Gardeners recruited to feed Aspen-area’s hungry |

Gardeners recruited to feed Aspen-area’s hungry

Scott Condon
The Aspen Times
Yampah Mountain High School students catalogue seeds donated by Boulder-based Beyond Beautiful Bounty Seed last month. The seeds will be distributed to the region's gardeners through Growing Food Forward.
Kim Doyle Wille/Courtesy photo |


To learn more about the efforts of Growing Food Forward from Aspen to Parachute, visit

Although snow is piling up throughout the Roaring Fork Valley, an effort is well under way to enlist 500 gardeners to help feed the Aspen-area’s hungry this spring and summer.

A nonprofit organization called Growing Food Forward is aiming for extensive expansion of its core program to provide gardeners from Aspen to Parachute with seeds. In return, growers are asked to share their bounty with food pantries operated throughout the region by LIFT-UP and with the hungry directly.

Growing Food Forward director Kim Doyle Wille said the economy of the region has bounced back, but many workers haven’t seen wages increase. They are still struggling to get by.

Wille, a former Aspen resident now living in El Jebel, launched the seed-sharing program in 2013. About 200 gardeners volunteered that summer. The number sagged to about 130 last year because Wille was focused on working with community partners to build 102 raised beds where veggies and greens were raised for the effort.

Even with reduced numbers of growers, about 8,000 pounds of produce from gardeners associated with the program was donated to LIFT-UP, according to Wille.

This year, Growing Food Forward’s gardens are established, so Wille reset her sights on recruiting backyard growers. She said winter is brutal on the diets of poor people. Cuts to federal food-stamp programs make it difficult for families to buy produce. Poor families tend to lean too much on fast food and junk food, according to Wille.

But her experience shows that people will choose fresh produce when it is available. LIFT-UP was initially reluctant to accept produce because officials perceived there would be a storage issue.

“What Carbondale learned is (produce) goes out as fast as it comes in,” Wille said. Now, LIFT-UP welcomes produce.

She also enlists school-aged children to help grow food in Growing Food Forward’s raised beds. The kids get inspired to eat what they grow, she said.
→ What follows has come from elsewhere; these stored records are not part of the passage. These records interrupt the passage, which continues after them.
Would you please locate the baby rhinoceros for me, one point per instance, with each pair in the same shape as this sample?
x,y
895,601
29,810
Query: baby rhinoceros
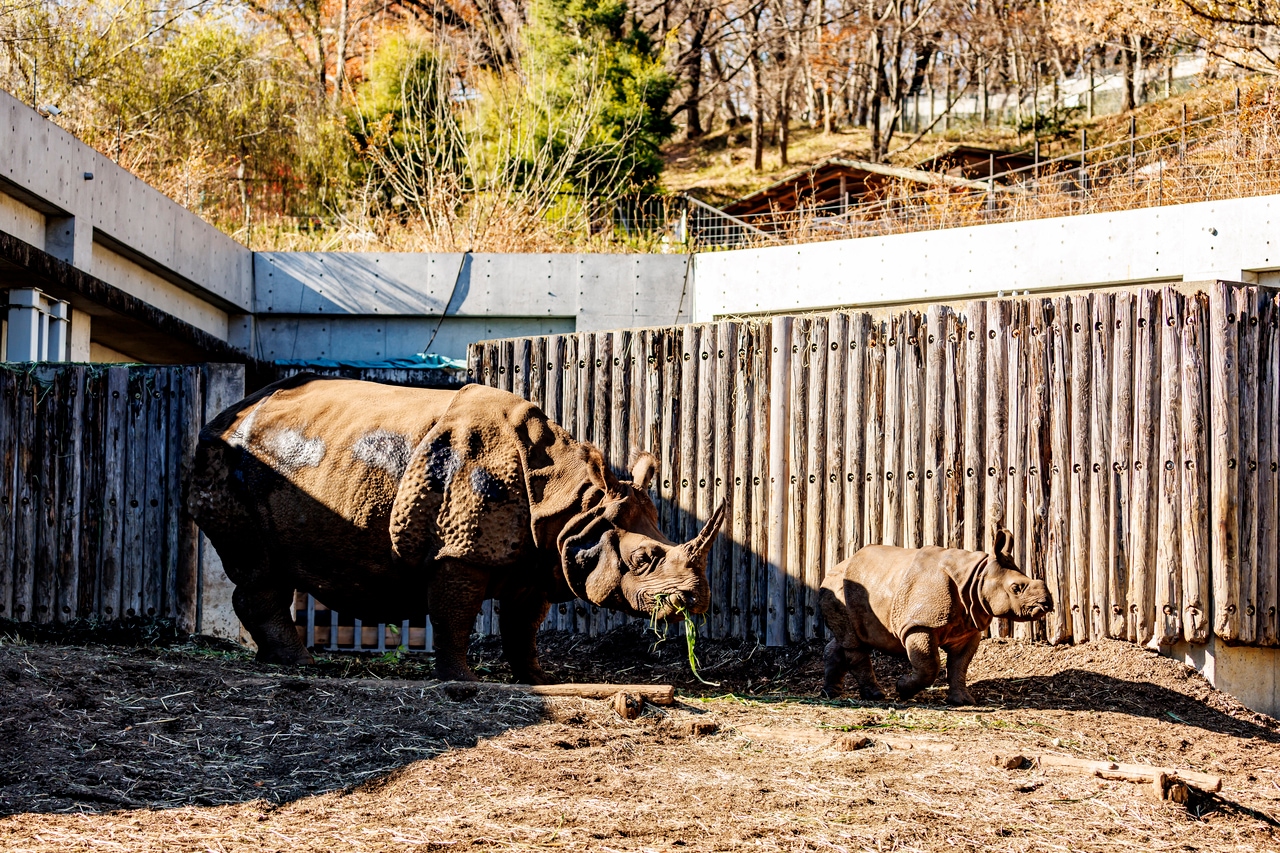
x,y
915,601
“Our big mission here is to have leafy greens available as soon as the kids are out of school,” she said.

As many as 73 percent of children depend on free or reduced priced lunches at some downvalley schools, Wille said. Without that aid, many of them will go underfed or unfed on summer days, she said.

Seed-sorting and distribution gatherings have been held already in Rifle and New Castle. “We had 49 people show up in Rifle,” Wille said. “That was more than double what we did in Rifle last year.”
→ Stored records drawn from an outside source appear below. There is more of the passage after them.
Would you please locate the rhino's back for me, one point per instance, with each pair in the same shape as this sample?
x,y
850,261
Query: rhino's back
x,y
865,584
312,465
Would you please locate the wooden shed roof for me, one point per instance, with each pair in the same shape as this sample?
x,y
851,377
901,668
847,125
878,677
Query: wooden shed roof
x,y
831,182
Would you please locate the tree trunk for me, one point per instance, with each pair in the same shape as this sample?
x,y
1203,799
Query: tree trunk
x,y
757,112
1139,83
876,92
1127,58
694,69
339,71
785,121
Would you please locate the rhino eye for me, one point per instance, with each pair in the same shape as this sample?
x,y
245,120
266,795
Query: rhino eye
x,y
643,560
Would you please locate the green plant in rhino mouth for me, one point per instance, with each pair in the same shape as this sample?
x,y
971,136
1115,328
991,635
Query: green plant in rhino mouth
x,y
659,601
Growers are given seeds and directions on when to plant at their altitude and how to care for the plants. Seed sorting and distribution will be held at the Pitkin County Library in Aspen from 3-5 p.m. March 14.
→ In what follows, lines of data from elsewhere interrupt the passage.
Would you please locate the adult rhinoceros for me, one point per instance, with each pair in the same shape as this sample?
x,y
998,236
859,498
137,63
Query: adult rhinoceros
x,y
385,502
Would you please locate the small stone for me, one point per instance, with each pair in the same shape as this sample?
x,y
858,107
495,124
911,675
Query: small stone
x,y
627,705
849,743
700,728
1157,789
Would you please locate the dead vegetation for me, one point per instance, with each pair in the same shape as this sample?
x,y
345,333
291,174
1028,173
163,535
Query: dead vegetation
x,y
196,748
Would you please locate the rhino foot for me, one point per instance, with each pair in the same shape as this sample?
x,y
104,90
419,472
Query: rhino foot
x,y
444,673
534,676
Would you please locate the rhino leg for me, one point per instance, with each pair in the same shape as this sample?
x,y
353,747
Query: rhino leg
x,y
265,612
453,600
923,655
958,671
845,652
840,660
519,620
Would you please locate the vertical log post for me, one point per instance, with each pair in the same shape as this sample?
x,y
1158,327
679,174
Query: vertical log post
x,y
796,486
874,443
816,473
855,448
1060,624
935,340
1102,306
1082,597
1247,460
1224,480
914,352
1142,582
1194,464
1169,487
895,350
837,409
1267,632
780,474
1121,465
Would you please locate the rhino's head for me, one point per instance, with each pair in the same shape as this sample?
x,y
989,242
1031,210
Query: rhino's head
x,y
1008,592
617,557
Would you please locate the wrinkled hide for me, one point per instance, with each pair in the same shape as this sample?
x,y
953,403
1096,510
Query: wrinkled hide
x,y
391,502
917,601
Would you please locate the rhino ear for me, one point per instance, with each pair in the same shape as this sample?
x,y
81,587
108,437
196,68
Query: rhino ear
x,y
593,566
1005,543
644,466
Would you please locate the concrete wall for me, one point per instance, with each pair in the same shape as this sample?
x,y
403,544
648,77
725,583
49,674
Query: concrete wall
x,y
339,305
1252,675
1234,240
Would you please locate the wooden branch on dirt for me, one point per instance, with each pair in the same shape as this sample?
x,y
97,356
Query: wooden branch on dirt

Seeds were provided by BBB Seed in Boulder, Botanical Interests in Broomfield and Baker Creek Rare Seeds in California. Gardeners pledge to follow practices to grow organic foods.

Consortiums of gardeners called Growing Communities are being established in each of the towns where Growing Food Forward works. The idea is to create a clearinghouse where people can exchange gardening strategies and seek advice for growing problems.

Annie Pausback of Snowmass Village is helping organize a Growing Community for the upper valley.

“We’re looking for people who have interest,” she said. “Expertise would be lovely. We’ll take interest.”

She is contacting people she knows that garden and approaching organizers of upper valley communities gardens. She said anyone else interested in the effort can go to the Aspen-Snowmass Village Growing Community page on Facebook to learn more about the effort.

Creating the Growing Communities will be one of the keys to enlisting 500 growers, according to Wille. People embrace the idea when they learn about it and discover they won’t be out on their own trying to figure out high-altitude gardening.

“They want to get healthy,” Wille said. “They want to learn to grow their own food. They want to help their neighbors.”